HRL Laboratories Joins DARPA’s Lifelong Learning Machines (L2M) Program to Develop Breakthrough Machine-Learning Architecture that Remembers Mistakes, Improves, and Evolves Over Its Lifetime.
HRL Laboratories, LLC, will help the Defense Advanced Research Project Agency (DARPA) develop what could be a breakthrough in machine-learning architecture for autonomous systems. With funding from the Lifelong Learning Machines (L2M) program, which is led by Dr. Hava Siegelmann from DARPA, the proposed system will continually improve performance and update its knowledge based on experience, without human supervision.

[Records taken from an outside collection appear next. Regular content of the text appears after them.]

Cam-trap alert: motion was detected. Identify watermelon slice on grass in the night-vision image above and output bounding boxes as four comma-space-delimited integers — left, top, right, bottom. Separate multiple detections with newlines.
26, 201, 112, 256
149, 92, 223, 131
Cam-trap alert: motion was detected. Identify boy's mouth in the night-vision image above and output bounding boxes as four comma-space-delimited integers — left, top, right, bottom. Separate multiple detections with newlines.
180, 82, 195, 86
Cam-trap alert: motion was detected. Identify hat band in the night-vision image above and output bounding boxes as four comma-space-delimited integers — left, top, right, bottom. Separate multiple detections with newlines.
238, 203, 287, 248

If successful, HRL’s Super Turing Evolving Lifelong Learning ARchitecture (STELLAR) project will achieve significant improvement over current technology, enabling autonomous systems to rapidly adapt to unforeseen situations, remember and learn from each experience, and consolidate new tasks with previous ones. Current machine learning systems forget old tasks when learning new ones and are not capable of learning online and responding to new situations not presented during offline training.

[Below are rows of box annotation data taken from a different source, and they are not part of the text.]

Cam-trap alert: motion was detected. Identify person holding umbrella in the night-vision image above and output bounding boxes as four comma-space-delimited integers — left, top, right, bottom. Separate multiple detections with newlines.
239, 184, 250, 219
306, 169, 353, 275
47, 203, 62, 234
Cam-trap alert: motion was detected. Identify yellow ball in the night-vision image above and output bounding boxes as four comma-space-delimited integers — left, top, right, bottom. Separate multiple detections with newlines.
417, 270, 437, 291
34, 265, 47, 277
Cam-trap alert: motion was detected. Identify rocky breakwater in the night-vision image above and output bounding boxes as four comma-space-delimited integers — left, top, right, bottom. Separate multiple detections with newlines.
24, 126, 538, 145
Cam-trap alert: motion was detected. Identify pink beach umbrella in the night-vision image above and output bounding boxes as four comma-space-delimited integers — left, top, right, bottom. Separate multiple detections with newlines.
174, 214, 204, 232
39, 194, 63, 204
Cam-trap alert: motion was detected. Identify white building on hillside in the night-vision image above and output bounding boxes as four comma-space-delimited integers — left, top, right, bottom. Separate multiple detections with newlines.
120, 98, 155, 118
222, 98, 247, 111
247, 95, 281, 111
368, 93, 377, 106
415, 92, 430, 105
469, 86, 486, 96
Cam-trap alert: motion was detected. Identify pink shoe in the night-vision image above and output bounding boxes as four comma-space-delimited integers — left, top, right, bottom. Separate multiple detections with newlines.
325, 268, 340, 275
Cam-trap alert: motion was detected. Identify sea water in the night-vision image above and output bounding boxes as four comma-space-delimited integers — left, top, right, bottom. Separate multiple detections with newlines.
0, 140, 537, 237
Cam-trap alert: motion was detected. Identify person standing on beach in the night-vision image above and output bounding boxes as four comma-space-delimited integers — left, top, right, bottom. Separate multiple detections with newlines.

For a new skill to be consolidated in a way that does not interfere with previous learning requires the researchers to mimic how the human brain consolidates old and new learning. Tasks humans learn during the day are replayed in their brains at night. During sleep, learning is consolidated between the areas of the brain called the hippocampus—important in rapid encoding of waking experience—and the neocortex—involved in long-term memory storage, semantic memory extraction, and higher-order brain functions such as sensory perception, decision-making, action selection, cognition, language, and others.
“We intend to mimic the learning consolidation process of the brain using agents augmented with a memory system that is inspired by the interactions between the neocortex and hippocampus,” said Dr. Praveen Pilly, HRL’s Principal Investigator on the STELLAR project. “We will have a machine learning algorithm that is active while awake, such as when driving an autonomous car, optimizing its ability to predict the next few time steps. Later, when the car is parked and the algorithm is essentially sleeping, it will be selectively replaying the recent experiences it has gained and consolidating them with its existing knowledge in a non-destructive manner. This will give the car a heretofore unseen ability to respond to and eventually predict some unplanned events while driving. The system will be able to respond safely to surprises such as a tire blow-out or unforeseen weather conditions without shutting down.”
“Current machine learning algorithms, including deep neural networks, are uniformly plastic and do not include mechanisms for preserving previously learned knowledge. Inspired by the neuromodulatory systems in the adult human brain, we’ll incorporate mechanisms of structural and functional plasticity that are capable of continual learning,” said Dr. Soheil Kolouri, STELLAR’s co-Principal Investigator.

The HRL STELLAR team L to R: Charles Martin, Praveen Pilly, Soheil Kolouri, Aashish Patel, Nicholas Ketz, Mohammad Rostami. © 2018 HRL Laboratories.
“To achieve L2M, we’ll leverage a technique called neuro-evolution, creating an evolutionary methodology in which multiple learning architectures will compete for survival through generations. An element of the system called a fitness score will measure how well each architecture learns tasks in a curriculum, as well as how they adapt to surprise situations safely. The architectures that are best at these tasks will be programmed to move on to the next generation, spawning new general-purpose flexible architectures that can better consolidate new with old learning,” said Dr. Nicholas Ketz, STELLAR’s key team member.
STELLAR will go beyond current Turing systems by allowing adaptation of its program in response to new and unforeseen situations. “The combination of selective plasticity, offline memory optimization, neurogenesis, and neuromodulation allow the creation and selection of heterogeneous plastic neural networks to accelerate online adaptation leading to Super-Turing capability,” said Dr. Pilly.